Ran si strinse nelle spalle e si sistemò i pantaloncini di educazione fisica meglio che poté. In quegli ultimi due giorni ogni movimento le risultava difficile e aveva la forte paura che qualcuno, oltre Sonoko, potesse scoprire il perché.
La professoressa fischiò e altre due studentesse partirono per la loro prova di salto in lungo, mentre Shinichi e Sonoko tornavano dalla loro.
Stavano litigando, come al solito, quasi sicuramente perché Shinichi aveva preso in giro la ragazzina per il suo scarso risultato.
“Ti ripeto che le qualità di una donna sono diverse. Noi non conquistiamo gli uomini con un paio di saltelli” si stava difendendo Sonoko, convinta.
Shinichi la guardò perplesso. “Ma che stai blaterando?”.
Sonoko sospirò e sventolò una mano per far cadere l’argomento, e si avvicinò a Ran, prossima nella prova fisica.
“Mi batterai anche questa volta, vedrai. Non sarà un problema” le sussurrò Sonoko all’orecchio e le fece l’occhiolino.
Ran annuì non molto convinta e andò a posizionarsi poco distante da Miyo, una sua compagna di classe che non piaceva molto a Ran per via del suo atteggiamento da snob.
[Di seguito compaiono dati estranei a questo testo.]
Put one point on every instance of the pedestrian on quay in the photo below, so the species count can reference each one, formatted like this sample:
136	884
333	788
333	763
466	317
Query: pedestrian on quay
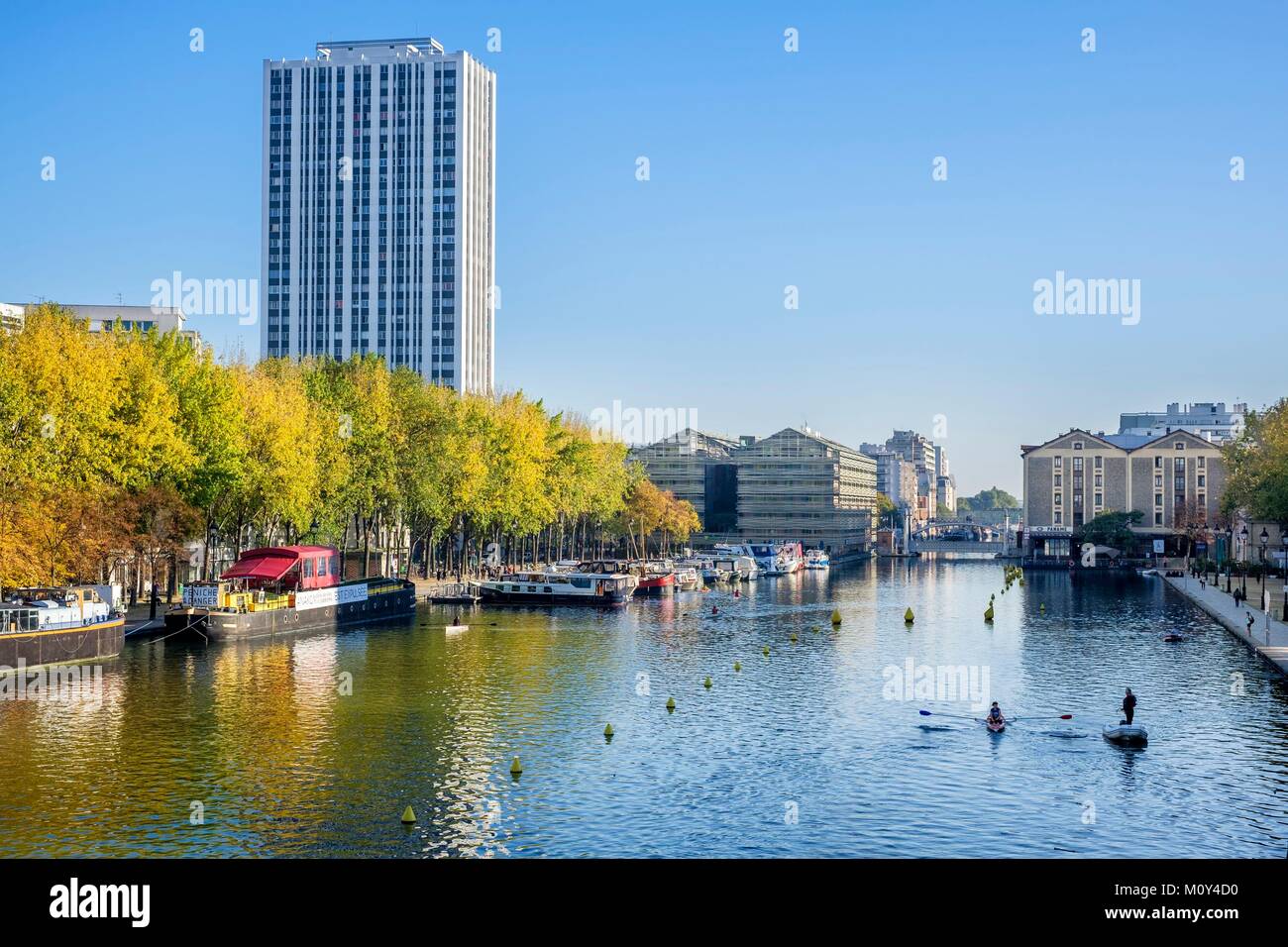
1128	705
Proprio con lei devo gareggiare? Con quelle gambe chilometriche mi batterà sicuramente!, pensò Ran, demoralizzata.
Miyo la guardò con altezzosità e le rivolse un sorriso di sfida.
La professoressa disse loro di prepararsi e pochi secondi dopo fischiò, per farle partire. Già nella corsa, Ran era impacciata e venne facilmente superata da Miyo.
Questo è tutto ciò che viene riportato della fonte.